Donc, en France, il reste le nouveau modèle, porté par un influenceur de renom (KC, M8, Aegis), seulement j'ai du mal à discerner au niveau du sponsoring ce qui est directement lié au club esportif et ce qui est plutôt lié à la visibilité de l'influenceur. Concernant KC, le plus bel exemple de ces dernières années, j'ai la sensation que Kamel a réussi à faire de KC quelque chose de plus grand que lui et que, même s'il a totalement porté la visibilité des premières années vis-à-vis des sponsors, aujourd'hui la puissance de KC se suffit à elle-même pour attirer des sponsors. Donc, oui, ils montrent une voie d'un esport pur comme business model viable, même si extrêmement difficile à reproduire.

Néanmoins, je nuancerai quand même avec les deux dernières annonces : la première, ils ont dû, eux aussi, passer par la levée de fonds pour le spot LEC, ce qui signifie que le passage international doit malheureusement forcément passer par une levée de fonds, en espérant pour eux, qu'elles ne servent qu'à financer l'achat du spot et non pas à entretenir des coûts plus élevés de fonctionnement que de recettes ; et la seconde, avec l'arrêt de Trackmania et Smash (+ l'arrêt de 24h de TFT), que même une structure comme KC a du mal à trouver des sponsors, même sur certains jeux où ils excellent, donc que c'est vraiment difficile pour tout le monde.
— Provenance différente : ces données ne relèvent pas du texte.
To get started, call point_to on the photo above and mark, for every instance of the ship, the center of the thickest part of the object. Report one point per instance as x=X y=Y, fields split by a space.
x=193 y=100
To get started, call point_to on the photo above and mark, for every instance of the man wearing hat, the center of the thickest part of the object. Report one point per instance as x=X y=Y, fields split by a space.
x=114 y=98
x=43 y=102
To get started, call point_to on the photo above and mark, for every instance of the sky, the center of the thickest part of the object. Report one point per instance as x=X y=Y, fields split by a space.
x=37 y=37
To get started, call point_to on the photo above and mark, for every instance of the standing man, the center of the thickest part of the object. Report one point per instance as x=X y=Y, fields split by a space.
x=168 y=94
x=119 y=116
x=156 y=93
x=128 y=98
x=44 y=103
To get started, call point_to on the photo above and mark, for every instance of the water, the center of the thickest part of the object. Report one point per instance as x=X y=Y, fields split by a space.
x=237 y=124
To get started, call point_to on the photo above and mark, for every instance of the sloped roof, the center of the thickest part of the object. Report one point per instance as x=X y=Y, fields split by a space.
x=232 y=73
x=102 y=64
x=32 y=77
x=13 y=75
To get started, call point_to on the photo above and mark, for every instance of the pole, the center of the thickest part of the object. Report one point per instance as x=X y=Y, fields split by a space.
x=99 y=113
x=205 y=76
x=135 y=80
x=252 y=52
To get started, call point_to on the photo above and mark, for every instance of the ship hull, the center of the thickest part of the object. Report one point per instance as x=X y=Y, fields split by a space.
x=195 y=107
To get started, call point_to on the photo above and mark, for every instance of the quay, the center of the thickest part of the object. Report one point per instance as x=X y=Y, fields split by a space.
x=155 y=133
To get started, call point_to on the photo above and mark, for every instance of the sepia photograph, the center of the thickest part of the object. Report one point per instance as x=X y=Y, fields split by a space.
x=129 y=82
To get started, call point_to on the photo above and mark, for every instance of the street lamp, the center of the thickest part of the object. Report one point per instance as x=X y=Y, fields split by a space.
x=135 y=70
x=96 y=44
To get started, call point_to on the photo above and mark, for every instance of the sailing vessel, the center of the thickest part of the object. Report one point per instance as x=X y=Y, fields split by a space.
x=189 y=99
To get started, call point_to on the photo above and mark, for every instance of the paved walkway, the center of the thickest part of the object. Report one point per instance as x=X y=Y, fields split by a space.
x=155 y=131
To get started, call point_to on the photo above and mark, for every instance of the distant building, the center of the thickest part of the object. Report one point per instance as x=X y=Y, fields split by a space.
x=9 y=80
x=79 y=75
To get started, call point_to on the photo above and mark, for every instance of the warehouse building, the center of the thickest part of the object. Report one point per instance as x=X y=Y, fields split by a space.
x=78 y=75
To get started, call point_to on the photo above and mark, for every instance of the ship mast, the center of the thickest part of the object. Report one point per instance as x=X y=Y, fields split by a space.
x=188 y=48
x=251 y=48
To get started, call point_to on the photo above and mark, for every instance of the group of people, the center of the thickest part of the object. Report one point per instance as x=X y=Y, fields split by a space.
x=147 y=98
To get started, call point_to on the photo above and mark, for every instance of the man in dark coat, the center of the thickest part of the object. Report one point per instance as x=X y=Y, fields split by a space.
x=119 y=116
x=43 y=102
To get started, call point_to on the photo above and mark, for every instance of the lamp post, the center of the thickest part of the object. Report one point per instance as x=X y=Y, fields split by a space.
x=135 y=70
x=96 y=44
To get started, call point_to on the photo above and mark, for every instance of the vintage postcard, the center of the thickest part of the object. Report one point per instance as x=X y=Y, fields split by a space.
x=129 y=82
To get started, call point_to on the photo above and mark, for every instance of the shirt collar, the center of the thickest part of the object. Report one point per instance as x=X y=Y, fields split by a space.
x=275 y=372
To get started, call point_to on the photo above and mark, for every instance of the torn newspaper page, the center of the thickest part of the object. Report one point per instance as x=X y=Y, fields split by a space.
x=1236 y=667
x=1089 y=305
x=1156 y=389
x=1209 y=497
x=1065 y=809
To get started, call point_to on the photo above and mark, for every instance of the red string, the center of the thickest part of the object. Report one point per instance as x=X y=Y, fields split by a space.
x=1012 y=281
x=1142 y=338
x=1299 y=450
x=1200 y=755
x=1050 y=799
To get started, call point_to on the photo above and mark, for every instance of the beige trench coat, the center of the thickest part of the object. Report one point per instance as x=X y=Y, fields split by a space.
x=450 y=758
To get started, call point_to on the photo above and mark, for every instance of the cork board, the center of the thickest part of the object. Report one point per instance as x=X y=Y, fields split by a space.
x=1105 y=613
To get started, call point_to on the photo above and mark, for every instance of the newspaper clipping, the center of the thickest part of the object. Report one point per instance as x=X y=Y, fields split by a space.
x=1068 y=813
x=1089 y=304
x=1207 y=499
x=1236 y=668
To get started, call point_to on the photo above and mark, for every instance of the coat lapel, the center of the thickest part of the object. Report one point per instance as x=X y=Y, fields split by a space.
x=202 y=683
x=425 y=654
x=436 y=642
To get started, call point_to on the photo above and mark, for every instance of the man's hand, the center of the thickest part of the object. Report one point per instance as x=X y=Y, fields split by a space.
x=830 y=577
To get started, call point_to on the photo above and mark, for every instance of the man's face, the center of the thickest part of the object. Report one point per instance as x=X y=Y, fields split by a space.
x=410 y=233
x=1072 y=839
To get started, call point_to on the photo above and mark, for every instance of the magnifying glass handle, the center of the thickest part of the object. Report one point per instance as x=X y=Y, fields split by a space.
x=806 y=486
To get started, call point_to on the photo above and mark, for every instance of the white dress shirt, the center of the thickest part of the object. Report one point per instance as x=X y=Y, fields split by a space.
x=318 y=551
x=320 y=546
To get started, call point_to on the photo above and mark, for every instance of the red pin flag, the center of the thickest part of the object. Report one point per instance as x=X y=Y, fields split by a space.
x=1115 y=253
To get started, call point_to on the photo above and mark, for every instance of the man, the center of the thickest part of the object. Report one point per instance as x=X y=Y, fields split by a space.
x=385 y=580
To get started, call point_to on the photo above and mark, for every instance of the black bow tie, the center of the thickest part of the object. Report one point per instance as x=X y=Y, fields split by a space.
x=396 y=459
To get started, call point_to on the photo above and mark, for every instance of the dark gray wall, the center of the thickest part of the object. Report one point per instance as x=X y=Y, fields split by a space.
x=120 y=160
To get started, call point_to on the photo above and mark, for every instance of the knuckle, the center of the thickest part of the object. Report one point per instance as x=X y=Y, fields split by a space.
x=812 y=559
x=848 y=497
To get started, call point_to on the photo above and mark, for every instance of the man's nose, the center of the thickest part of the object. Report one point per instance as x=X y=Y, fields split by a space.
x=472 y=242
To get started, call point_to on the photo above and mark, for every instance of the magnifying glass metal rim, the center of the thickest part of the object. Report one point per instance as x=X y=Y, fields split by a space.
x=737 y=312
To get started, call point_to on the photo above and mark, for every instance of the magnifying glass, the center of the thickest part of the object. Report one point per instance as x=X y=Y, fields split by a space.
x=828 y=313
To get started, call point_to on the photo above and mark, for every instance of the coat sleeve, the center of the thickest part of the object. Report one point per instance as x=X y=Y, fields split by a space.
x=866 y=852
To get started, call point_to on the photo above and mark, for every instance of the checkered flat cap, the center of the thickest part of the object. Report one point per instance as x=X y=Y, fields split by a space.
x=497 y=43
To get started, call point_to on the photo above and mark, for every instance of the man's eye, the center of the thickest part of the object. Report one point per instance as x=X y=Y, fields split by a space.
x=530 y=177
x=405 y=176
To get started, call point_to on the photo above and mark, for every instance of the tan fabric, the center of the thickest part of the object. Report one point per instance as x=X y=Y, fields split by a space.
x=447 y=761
Rémy « Llewellys » Chanson fait partie des « 50 personnalités qui feront l'esport en 2024 »

As-tu des nouveaux projets dans les cartons pour 2024 ?

Je dirais que le focus de l'année 2024 sera moins sur les nouveaux projets que sur la réussite du passage à l'échelle, que ce soit en termes de structuration, que de formation des nouveaux collaborateurs aT. Pour donner une idée, nous avions organisé 3 événements esportifs en 2021, 8 en 2022, 22 en 2023 et sûrement plus d'une trentaine en 2024. Au niveau des établissements scolaires, nous passons de 3 collèges en 2021-2022 sur un département, à 5 en 2022-2023 sur deux départements à 28 en 2023-2024 sur cinq départements. Ce n'est pas si simple de scaler, cela nécessite beaucoup de rigueur et que je puisse davantage déléguer. Toutefois, en termes événementiels, même si ce n'est pas vraiment une "nouveauté", le passage du tournoi inter-établissement de 120 à 750 élèves va quand même être incroyable.

Que peut-on souhaiter à ArmaTeam pour l'année à venir ?

De réussir à tenir la cadence, qui sera très élevée, mais je pense que les deux objectifs principaux qui sont fixés, à savoir :
- proposer à la scène esportive francilienne des compétitions régulièrement et sur l'ensemble de l'Île-de-France pour permettre à tout joueur d'avoir un événement à côté de chez lui ;
- concilier esport et éducation pour permettre un jour des cours d'esport dans le programme scolaire, ce qui est, je pense, un peu le rêve de tous les anciens gamers qui auraient adoré connaître cela, lorsqu'ils étaient au collège/lycée.